In this context, a recent study explored the application of a Deep Reinforcement Learning (DRL)-based method using a Transformer architecture to address the OSSP. The developed scheduling policy employs an encoder-decoder architecture with multi-head attention mechanisms, typical of Large Language Models (LLM) but adapted here for optimization problems. The model was trained exclusively on the processing-time matrix, using small Taillard benchmark instances (4x4, 5x5, 7x7, and 10x10).

Initial results showed that the model is capable of producing feasible schedules, with makespans (the total time to complete all jobs) typically within 15-30% of the best-known values. This indicates a good ability of the model to learn effective scheduling patterns even from a relatively limited training dataset.

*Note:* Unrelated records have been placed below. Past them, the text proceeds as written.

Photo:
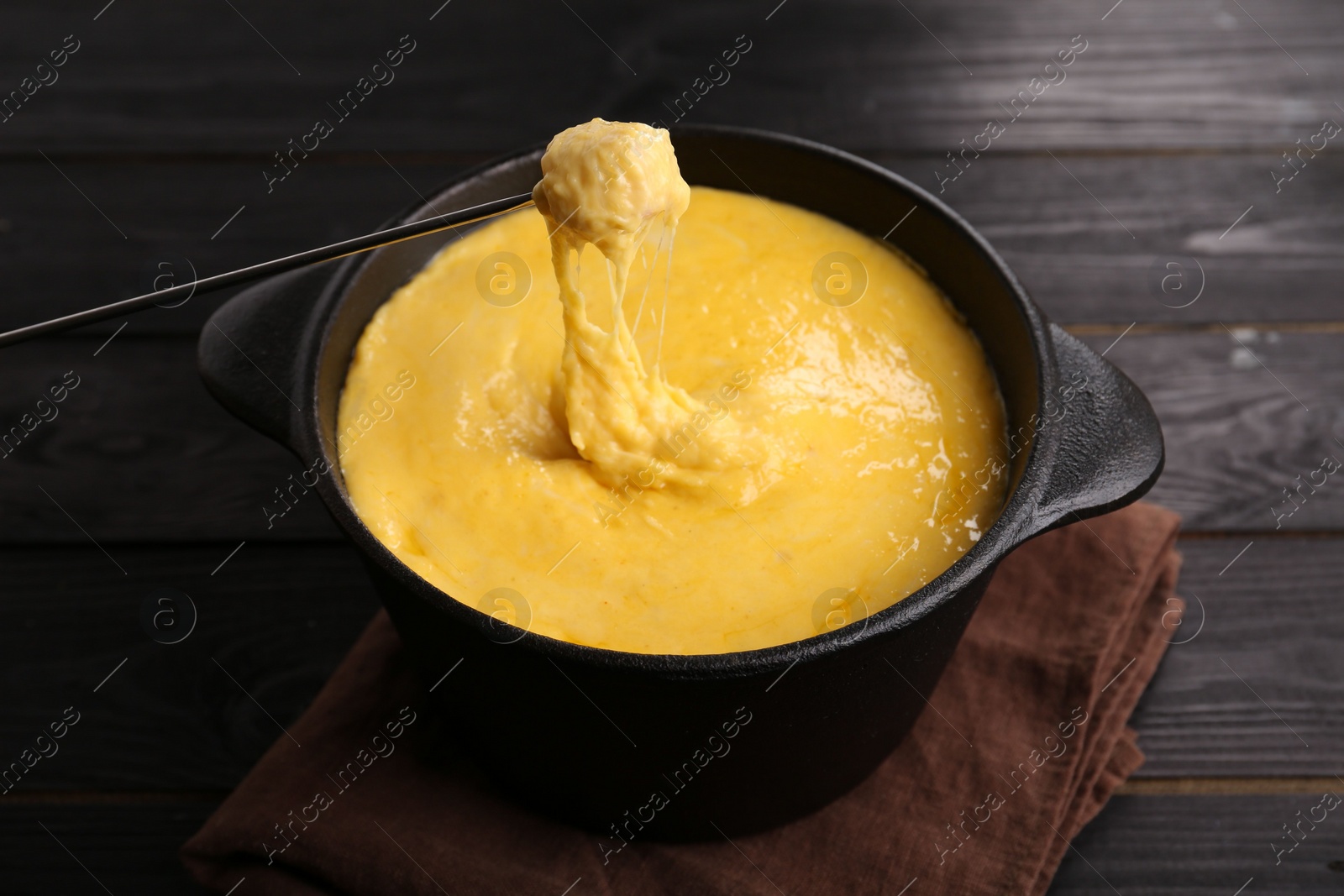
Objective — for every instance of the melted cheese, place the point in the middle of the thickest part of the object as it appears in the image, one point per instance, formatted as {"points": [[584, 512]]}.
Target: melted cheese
{"points": [[816, 437]]}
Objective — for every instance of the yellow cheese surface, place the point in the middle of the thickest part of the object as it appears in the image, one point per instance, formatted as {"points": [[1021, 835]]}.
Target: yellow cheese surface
{"points": [[837, 450]]}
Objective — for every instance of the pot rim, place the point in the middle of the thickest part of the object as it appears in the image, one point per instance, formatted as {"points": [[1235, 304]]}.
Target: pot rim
{"points": [[1010, 528]]}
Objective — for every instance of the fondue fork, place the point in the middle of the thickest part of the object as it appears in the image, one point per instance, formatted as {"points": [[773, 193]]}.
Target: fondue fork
{"points": [[276, 266]]}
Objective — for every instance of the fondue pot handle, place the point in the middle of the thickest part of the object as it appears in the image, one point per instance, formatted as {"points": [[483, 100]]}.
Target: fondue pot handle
{"points": [[1108, 441], [252, 347]]}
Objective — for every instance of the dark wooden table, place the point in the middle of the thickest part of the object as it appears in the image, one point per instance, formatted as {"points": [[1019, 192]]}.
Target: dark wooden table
{"points": [[144, 157]]}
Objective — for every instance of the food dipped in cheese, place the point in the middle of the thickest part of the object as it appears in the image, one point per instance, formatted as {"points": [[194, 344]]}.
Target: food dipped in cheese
{"points": [[669, 419]]}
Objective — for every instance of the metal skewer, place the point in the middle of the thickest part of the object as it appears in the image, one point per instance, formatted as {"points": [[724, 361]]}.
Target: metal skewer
{"points": [[277, 266]]}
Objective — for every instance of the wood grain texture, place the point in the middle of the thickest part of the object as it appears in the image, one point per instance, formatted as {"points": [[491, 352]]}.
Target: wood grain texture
{"points": [[141, 452], [1139, 846], [1254, 672], [1079, 262], [279, 618], [1245, 412], [272, 624], [862, 74]]}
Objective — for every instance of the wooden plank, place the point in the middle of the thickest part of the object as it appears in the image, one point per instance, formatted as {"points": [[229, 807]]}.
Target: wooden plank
{"points": [[141, 452], [120, 228], [1079, 264], [279, 618], [1095, 250], [1200, 846], [127, 848], [1139, 846], [1245, 412], [1254, 672], [138, 452], [270, 626], [167, 78]]}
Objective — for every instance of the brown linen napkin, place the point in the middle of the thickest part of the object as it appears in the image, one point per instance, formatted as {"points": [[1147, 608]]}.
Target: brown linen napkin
{"points": [[1026, 741]]}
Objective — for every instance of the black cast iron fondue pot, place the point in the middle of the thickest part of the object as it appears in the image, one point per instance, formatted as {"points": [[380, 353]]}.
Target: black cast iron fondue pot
{"points": [[640, 746]]}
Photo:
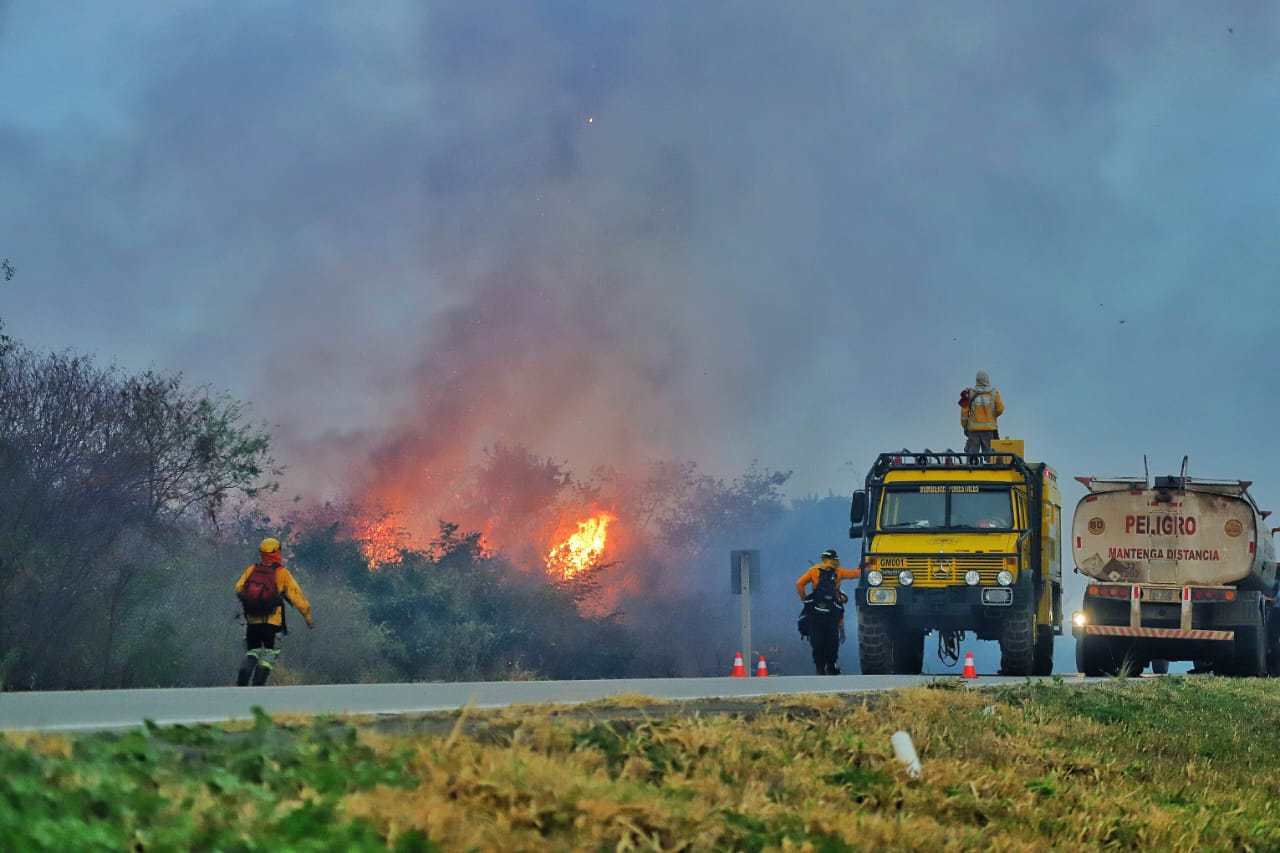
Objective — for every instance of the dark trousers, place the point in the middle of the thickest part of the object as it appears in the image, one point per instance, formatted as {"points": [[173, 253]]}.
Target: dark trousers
{"points": [[824, 639], [260, 653], [978, 441]]}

Scalability and Comparison with Classical Heuristics

One of the most relevant aspects of this research concerns the evaluation of the model's scalability. The Transformer-based scheduling policy was applied, without any retraining, to randomly generated instances of much larger sizes, ranging from 40x40 to 100x100. Its performance was then compared against classical dispatching heuristics, including SPT (Shortest Processing Time), LPT (Longest Processing Time), MWKR (Most Work Remaining), and EST (Earliest Start Time).

Across these large instances, the Transformer achieved average gaps of 12.89-15.12% relative to a standard lower bound. While remaining competitive with EST, typically within a modest margin, it substantially outperformed SPT and LPT. These results highlight how a Transformer policy trained on small OSSP instances can effectively generalize to substantially larger problems, offering a feature-light, learning-based alternative to classical dispatching rules.

Implications for AI Deployments and Future Prospects

The ability of a model to generalize from limited training data to larger-scale problems is a critical factor for the efficiency and Total Cost of Ownership (TCO) of AI deployments. For organizations evaluating self-hosted or on-premise solutions for AI/LLM workloads, a model that requires less training data or less fine-tuning to adapt to new conditions can translate into lower computational resource consumption and reduced development times. This is particularly relevant in environments where data sovereignty and infrastructure control are priorities.

Although the study does not specify hardware requirements or deployment context, the intrinsic efficiency of a model capable of generalizing well can have a direct impact on the choice of hardware for inference and the sizing of the infrastructure. AI-RADAR provides analytical frameworks on /llm-onpremise to evaluate these trade-offs, helping companies make informed decisions about on-premise deployments. The evolution of these Transformer-based approaches could open new avenues for optimizing complex processes across various sectors, reducing reliance on manual calibrations and improving overall operational efficiency.